By Mary Reinholz
Volume 80, Number 11 | August 12 – 18, 2010
West and East Village, Chelsea, Soho, Noho, Little Italy, Chinatown and Lower East Side, Since 1933
Stewart appeals; No word from ‘Don’t Worry Murray’
A court-appointed lawyer for disbarred radical attorney Lynne Stewart has appealed the recent increase of Stewart’s sentence from 28 months to 10 years for aiding Islamic terrorism abroad and defrauding the U.S. government. Stewart, 70, has been behind bars since late 2009 at the Metropolitan Correctional Center on Park Row.
Jill Shellow said she had 14 days to file a notice of appeal after the new sentence was imposed by U.S. District Judge John Koeltl on July 15, and noted she did so “early” on July 26. Early last week, Koeltl, who presided at Stewart’s nine-month trial in Foley Square in 2005, filed his decision to re-sentence with the Southern District clerk’s office, she said.

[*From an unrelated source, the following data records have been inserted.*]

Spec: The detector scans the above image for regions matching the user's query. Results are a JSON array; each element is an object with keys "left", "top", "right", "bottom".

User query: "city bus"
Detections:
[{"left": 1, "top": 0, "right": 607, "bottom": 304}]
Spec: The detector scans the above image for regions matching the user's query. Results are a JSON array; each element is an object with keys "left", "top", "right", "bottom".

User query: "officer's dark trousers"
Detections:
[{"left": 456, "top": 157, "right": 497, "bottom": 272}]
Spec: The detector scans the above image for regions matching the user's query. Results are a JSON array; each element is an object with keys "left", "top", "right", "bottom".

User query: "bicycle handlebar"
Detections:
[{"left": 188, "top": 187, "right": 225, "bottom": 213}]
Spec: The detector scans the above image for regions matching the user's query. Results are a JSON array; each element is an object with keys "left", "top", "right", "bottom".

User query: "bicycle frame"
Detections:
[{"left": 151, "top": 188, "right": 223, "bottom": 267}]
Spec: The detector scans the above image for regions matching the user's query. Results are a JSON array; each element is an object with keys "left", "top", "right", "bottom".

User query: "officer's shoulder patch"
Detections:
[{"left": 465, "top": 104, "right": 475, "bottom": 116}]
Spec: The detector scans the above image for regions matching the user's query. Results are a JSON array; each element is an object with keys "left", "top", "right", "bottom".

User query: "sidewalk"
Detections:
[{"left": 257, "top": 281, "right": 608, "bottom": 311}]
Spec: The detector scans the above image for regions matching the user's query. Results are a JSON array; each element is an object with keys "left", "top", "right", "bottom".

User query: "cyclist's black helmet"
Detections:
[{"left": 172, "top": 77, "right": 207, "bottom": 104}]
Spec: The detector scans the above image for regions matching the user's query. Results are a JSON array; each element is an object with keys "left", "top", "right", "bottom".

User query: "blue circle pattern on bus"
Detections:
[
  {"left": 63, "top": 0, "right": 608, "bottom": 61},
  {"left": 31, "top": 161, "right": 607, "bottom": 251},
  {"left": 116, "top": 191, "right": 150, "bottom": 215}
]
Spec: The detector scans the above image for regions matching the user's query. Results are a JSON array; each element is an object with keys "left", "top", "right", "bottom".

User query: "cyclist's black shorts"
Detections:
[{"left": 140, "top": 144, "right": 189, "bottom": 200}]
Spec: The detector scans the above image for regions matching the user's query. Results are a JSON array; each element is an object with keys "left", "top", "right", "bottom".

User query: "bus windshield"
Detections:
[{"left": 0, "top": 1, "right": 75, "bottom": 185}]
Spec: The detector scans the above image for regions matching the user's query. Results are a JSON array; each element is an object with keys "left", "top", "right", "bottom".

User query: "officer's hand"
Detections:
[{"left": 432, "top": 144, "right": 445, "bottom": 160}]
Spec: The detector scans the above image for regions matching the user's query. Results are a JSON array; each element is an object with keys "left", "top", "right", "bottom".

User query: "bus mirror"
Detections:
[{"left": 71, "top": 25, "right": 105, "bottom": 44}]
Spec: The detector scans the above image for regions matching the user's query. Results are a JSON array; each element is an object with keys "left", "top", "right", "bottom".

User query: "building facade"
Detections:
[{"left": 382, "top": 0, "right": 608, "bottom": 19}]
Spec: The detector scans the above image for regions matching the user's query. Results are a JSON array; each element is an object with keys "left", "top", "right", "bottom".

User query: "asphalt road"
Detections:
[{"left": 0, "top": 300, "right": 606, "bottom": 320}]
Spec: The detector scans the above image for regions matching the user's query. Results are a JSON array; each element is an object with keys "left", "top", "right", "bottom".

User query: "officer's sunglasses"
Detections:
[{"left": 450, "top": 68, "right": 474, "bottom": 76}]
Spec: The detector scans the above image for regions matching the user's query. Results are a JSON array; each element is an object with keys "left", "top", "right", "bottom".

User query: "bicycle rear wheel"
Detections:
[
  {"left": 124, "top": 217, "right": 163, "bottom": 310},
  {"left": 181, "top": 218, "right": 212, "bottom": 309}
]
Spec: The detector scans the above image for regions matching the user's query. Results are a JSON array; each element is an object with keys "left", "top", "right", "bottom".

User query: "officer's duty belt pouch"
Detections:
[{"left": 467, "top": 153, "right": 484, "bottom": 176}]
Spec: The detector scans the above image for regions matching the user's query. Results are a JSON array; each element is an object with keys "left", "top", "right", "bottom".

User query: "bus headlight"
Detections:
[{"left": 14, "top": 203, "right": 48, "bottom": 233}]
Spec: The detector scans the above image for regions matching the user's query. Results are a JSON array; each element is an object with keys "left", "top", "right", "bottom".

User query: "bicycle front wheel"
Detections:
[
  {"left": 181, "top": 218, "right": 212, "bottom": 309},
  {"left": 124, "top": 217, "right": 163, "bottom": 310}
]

Both filings were sent to a three-member panel of judges on the U.S. Court of Appeals, Second Circuit, which last November upheld Stewart’s 2005 conviction, and ordered her to begin jail time. That same judicial body gave Koeltl a mandate to reconsider his first sentence of Stewart — which one Court of Appeals judge had described as “breathtakingly low” — on charges including smuggling messages from her convicted terrorist client Sheik Omar Abdel-Rahman (a.k.a. “The Blind Sheik”) to his violent followers in Egypt. Two of her co-defendants in the case were also convicted, but not resentenced.
Asked if she believed Koeltl resentenced Stewart to 10 years because he may have feared a reversal on anything lower from the higher court, Shellow, who represented Stewart for the ruling, replied: “He didn’t have to give her 10 years. But there’s no question he was looking over his shoulder.” She disputed Koeltl’s claim at resentencing that Stewart showed a “lack of remorse” in statements to the press by saying she could do 28 months “standing on my head.”
“She was facing a possible 30 years,” said Shellow, claiming Stewart was trying to say of the 28 months, “‘I can handle this.’ She was emotionally and physically exhausted and she’d been given a gift.” Koeltl’s first sentence of 28 months,” she continued, was “cogent and thorough and careful — a paradigm of how to sentence a defendant whose contributions included representing the poor, the disenfranchised and the despised. Very few lawyers give up lucrative careers to represent the poor.”
Several leftist lawyers sympathetic to Stewart expressed pessimism over her chances on appeal, given the Second Circuit’s record on the case. But Ralph Poynter, Stewart’s husband, said in a telephone interview that his wife “wanted to think positively. Maybe she could win even with the Second Circuit judges, although it’s not likely,” he said. “They upheld her conviction. But we have to take that and go forward.”
Poynter said that Stewart, though in jail and expecting to be transferred to a federal lockup in Danbury, Conn., is “hurting, but she’s not defeated and will continue fighting,” even up to the U.S. Supreme Court, if permitted to go that route by the Second Circuit judges should they reject her appeal of the new sentence.
In the meantime, Poynter noted he has received calls from a “whole list of people” seeking to represent Stewart on appeal as court-appointed attorneys. But, he said, he hasn’t heard from prominent criminal-defense attorney Murray Richman of the Bronx, a longtime acquaintance and former colleague of Stewart’s known as “Don’t Worry Murray” to a slew of high-profile clients. Poynter described Shellow as “part of the team” that began working on Stewart’s case when she was first defended in 2003 by renowned Washington, D.C., attorney Michael Tigar, lead attorney at her trial.
Tigar left the case after Stewart’s conviction, citing health problems. More recently, two other lawyers for Stewart have left the case, Joshua Dratel and Elizabeth Fink, the latter departing shortly before the resentencing.
Stewart relied on court-appointed lawyers because, Shellow said, “Lynne would have never had the financial resources to defend herself against the U.S. government,” which spent “millions of dollars” prosecuting the case. She noted that a brief for her appeal would likely analyze Stewart’s court testimony and the government’s contention that she committed perjury with an intent to obstruct justice, a charge Tigar denied at trial.
Another issue, Shellow said, is the “lack of harm” that came out of Stewart’s conduct as a lawyer for Abdel-Rahman — particularly her issuing a 2000 press release to Reuters in Cairo announcing to his designated terrorist network, The Islamic Group, that he supported a withdrawal of a cease-fire with the Egyptian government.
“When Lynne made the statement to Reuters, Abel-Rahman had no impact,” Shellow said. “There was no harm, no evidence that the sheik had anywhere near the same influence he had at the time of his trial in 1995.
“Her intent, as she clearly testified, was merely to make his name known,” Shellow explained. “He was languishing incommunicado in prison. It’s sort of like nothing happens if no one hears the trees fall in the forest.”